Stories never end, they are just abandoned. Nor do they start; only conveniently begun. So when a story is over, we forget it like we would an empty soda can. This is a sentiment at the heart of our literary and cinematic traditions.

In a film like The Constant Gardener, the sense of abandonment took form long before the main characters ever met, probably before they were born. Much of the movie is a long walk through the valley of despair, with hope as the elusive goal of this plaintive journey.

The film opens with a husband's concern for his wife's wellbeing. It then cuts to her sudden death in a vast African dessert. Her jeep is flipped over, wheels spinning. It's an eerie moment, unsettling as coming home to an intruder.

The husband is John, and his wife was Tessa. She's 24 and he's much older. The two had been in Africa as part of the British Diplomatic Service. He's there because it's his job, and she's there because she insisted.

John is a professional civil servant, a man who has spent most of his life repressing his emotions so he can be the proxy for his boss, speaking to audiences who are there only to heckle his employer. Tessa was very loud when she attended one of these speeches.

Tessa is wealthy by inheritance and has the luxury of being a political activist. She takes action where John prefers restraint and suffers from an inability to compromise. He works in his private botanical garden; she pulls weeds out of society.

Why these two are married is half the film's mystery. It's just there, a fact of the universe like gravity or Walmart. It's something John didn't understand either, not at first.

Structurally, the film is split into two parts. The first half is John's exploration of why his wife died, and the second is how he'll mourn her memory. As a whole, the film is the story of John's transformation from the detritus of his wife's tragedy.

Director Fernando Meirelles' freshman work, City of God, takes a guerilla approach to filmmaking, which is again utilized here.
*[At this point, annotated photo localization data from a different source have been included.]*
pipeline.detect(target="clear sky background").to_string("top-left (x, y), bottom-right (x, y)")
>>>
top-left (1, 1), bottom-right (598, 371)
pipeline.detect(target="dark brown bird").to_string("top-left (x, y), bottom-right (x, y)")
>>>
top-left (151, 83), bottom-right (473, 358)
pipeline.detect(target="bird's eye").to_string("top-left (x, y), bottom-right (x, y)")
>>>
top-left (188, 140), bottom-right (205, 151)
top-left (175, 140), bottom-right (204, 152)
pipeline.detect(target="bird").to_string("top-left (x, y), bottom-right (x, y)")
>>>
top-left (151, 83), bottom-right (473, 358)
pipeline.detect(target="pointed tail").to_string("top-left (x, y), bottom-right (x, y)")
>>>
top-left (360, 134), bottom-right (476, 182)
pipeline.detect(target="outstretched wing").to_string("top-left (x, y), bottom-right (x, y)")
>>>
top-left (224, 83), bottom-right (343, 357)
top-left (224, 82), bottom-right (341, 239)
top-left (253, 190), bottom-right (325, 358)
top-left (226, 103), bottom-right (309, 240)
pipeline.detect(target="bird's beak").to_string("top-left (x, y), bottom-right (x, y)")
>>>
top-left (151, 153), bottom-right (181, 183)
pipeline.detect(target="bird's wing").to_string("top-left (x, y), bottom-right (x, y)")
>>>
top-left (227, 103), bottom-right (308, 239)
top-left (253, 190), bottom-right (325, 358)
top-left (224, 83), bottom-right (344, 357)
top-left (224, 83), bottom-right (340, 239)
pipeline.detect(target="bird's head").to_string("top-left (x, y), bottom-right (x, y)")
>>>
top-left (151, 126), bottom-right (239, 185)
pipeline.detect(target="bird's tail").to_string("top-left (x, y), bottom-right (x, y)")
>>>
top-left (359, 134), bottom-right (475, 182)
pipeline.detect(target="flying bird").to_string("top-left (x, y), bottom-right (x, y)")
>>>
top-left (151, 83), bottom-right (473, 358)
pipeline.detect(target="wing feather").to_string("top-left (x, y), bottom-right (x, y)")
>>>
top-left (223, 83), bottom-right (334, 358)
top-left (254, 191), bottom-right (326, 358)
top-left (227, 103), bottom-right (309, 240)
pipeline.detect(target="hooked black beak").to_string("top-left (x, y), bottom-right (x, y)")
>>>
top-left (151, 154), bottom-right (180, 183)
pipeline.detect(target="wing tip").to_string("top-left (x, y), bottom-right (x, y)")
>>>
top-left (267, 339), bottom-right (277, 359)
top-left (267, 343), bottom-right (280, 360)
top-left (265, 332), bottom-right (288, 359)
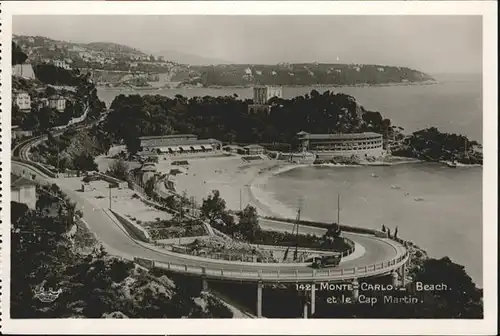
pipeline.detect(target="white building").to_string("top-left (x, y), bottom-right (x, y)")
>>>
top-left (11, 174), bottom-right (37, 210)
top-left (13, 91), bottom-right (31, 111)
top-left (297, 132), bottom-right (385, 160)
top-left (54, 60), bottom-right (71, 70)
top-left (252, 86), bottom-right (283, 105)
top-left (48, 95), bottom-right (66, 112)
top-left (12, 64), bottom-right (36, 79)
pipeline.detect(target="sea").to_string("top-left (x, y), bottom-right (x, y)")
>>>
top-left (97, 73), bottom-right (483, 286)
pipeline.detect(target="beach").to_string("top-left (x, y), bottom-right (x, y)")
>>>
top-left (161, 155), bottom-right (299, 218)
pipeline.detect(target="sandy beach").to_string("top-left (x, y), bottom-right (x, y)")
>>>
top-left (160, 155), bottom-right (301, 219)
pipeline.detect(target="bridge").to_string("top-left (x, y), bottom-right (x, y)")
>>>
top-left (11, 126), bottom-right (410, 318)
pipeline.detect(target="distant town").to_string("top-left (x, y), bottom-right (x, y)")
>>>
top-left (13, 35), bottom-right (436, 90)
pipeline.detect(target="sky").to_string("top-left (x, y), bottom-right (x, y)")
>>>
top-left (13, 15), bottom-right (482, 74)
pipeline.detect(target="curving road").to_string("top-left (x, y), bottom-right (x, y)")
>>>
top-left (12, 131), bottom-right (408, 283)
top-left (12, 159), bottom-right (408, 283)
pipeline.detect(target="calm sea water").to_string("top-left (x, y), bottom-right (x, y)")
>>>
top-left (97, 73), bottom-right (482, 140)
top-left (97, 73), bottom-right (483, 286)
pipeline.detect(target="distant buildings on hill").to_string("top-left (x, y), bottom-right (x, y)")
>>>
top-left (53, 59), bottom-right (72, 70)
top-left (48, 95), bottom-right (67, 112)
top-left (12, 90), bottom-right (67, 113)
top-left (13, 91), bottom-right (31, 112)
The cinematography is a careful cocktail of reflection and spontaneity -- Meirelles populates his scenes of African life with a vibrant and kinetic use of natural imagery. From this he weaves a rich tapestry of sound and color, of life against the odds of day-to-day reality and a western world whose interest in the continent is at best casual neglect.

The scenes of hope in even the bleakest shadows of poverty in the first half of the film disappear in the second. Here, the movie becomes unwaveringly cynical. As John unearths the cover ups of his wife's death, he is moved to complete the work she left unfinished. The film is shot with an almost-schizophrenic paranoia as the enemies that doomed John's wife close in. Colors are tinted with metallic grey, shots are grainy like a security video and everyday observations of strangers on the street take on a heightened and choking dimension of menace.

The film climaxes in the African dessert from the beginning, and concludes with a sad but redemptive irony unfamiliar in most of cinema today. There is likely no success in John's or Tessa's efforts to help those who have been abandoned and exploited by those most in the position to help them.

However, if film can be a kind of truth, then Gardener's point is to remember that we can change, and change can better us. Change begins when we realize that even if we can't help everyone, we make a difference in those we do. Individual compassion resonates more than society's collective apathy.

In the end, The Constant Gardener is an exploration in the best sense of the word. It looks far beyond the physical terrain of Africa and Europe, into the expanse of human emotion, taking us to those places where geography is much more than where we are on the map.

As we abandon our present excursion through the possibilities within this film, for reasons of time and marginal space, I hope many see this movie and that its memory takes root. Maybe not forever, but just long enough so that, when the film drops from their memories, it comes with the twinge which happens when we forget something important.